В другой раз Петр Бородин заговорил, пряча от сына глаза:
– А что этот… Старик одноногий, новый коновал… Не видно его что-то с тех пор, как мы в новый дом перешли. Разлюбил сивуху он, что ли…
Григорий тоже почувствовал неловкость от речей отца, зябко, испуганно поежился, ответил глухим голосом:
– Брось ты, батя, это… Раз сошло, так…
– Дурак ты, – беззлобно сказал отец. – Старичонка гол как сокол. Я к тому, что… Выпил с человеком – он тебе уж кум и брат… В черный день может и пригодиться.
После долгого молчания Петр Бородин добавил:
– Коль увидишь его, спроси, что не заезжает…
Григорий промолчал.
Хорошо, удобно, уютно чувствовал теперь себя на земле Григорий Бородин. Ходил по деревне не торопясь, вразвалку, спрятав руки в карманы тужурки. Но замечал: если идет кто ему навстречу, обязательно постарается свернуть в проулок, будто дорога до того узка, что нельзя разминуться. Понимал Григорий, что не любят его односельчане. Хмурил узенькую полоску лба и думал с угрюмой злостью: «А ты говоришь, батя: к людям с лаской – и живи без опаски… Как же! Зазевайся только – в землю втопчут».
Никогда у Григория не было друзей. А сейчас сошелся он с сыном Гордея Зеркалова – Терехой, бледнолицым, остроносым парнем с черными густыми волосами, с вечно обсыпанными перхотью плечами. Выпив самогонки, Тереха лез целоваться, радостно выкрикивал:
– Гришка, черт!.. Мы с тобой друзьяки, как хошь!.. Мы с тобой… Вот что, Гришка, – вдруг переходил на шепот молодой Зеркалов. – Дочка попа Афанасия – Мавруха – какова?! Как арбуз налитая: помни ее – так же треснет…
– Да знаю, сто раз говорил ты о ней, – с досадой отвечал Григорий, сбрасывая руки Зеркалова со своего плеча. Тереха не обижался, только тряс гривастой головой и выталкивал из себя слова по одному:
– Ну, как хошь, как хошь… Только… она, Мавруха, боится меня одного.
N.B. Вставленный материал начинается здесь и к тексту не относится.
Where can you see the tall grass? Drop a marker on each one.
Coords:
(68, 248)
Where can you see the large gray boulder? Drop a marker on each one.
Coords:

А вдвоем бы вызвали погулять ее, ну и… Поп – чего он сделает нам? У моего бати все – вот где… У нас ведь не только в волости сила, где дядя сидит, а и в городе…
Тереха долго вертел перед носом Григория кулаком. Потом подносил к своему, рассматривал со всех сторон и говорил:
– А то еще Дуняха… Эх, полторы жизни отдать можно.
– Ну-ка, ты… Заткнись, – тотчас обрывал его Григорий.
Тереха Зеркалов поджимал узкие губы и качал головой:
– А зря ты… Для кого берегешь ее? Для Андрюшки… Бабье сказывает – лечится где-то Веселов, скоро приедет… И спасибо тебе скажет – сберег…
– Болтун ты… иди спи, – говорил Григорий, вставая из-за стола.
После таких разговоров с Терехой Зеркаловым Григорий делался мрачным, ходил по комнатам, по двору злой как черт, кричал на Анну Туманову, прибиравшую в комнатах, на Степку-конюха…
Дуняшка жила в его мыслях постоянно, хотя с того дня, когда Андрей Веселов выбросил его из сенок, он больше с ней и не виделся, если не считать двух-трех случайных встреч на улице. Но Дуняшка быстро проходила мимо, опустив голову, даже не отвечая на его приветствия.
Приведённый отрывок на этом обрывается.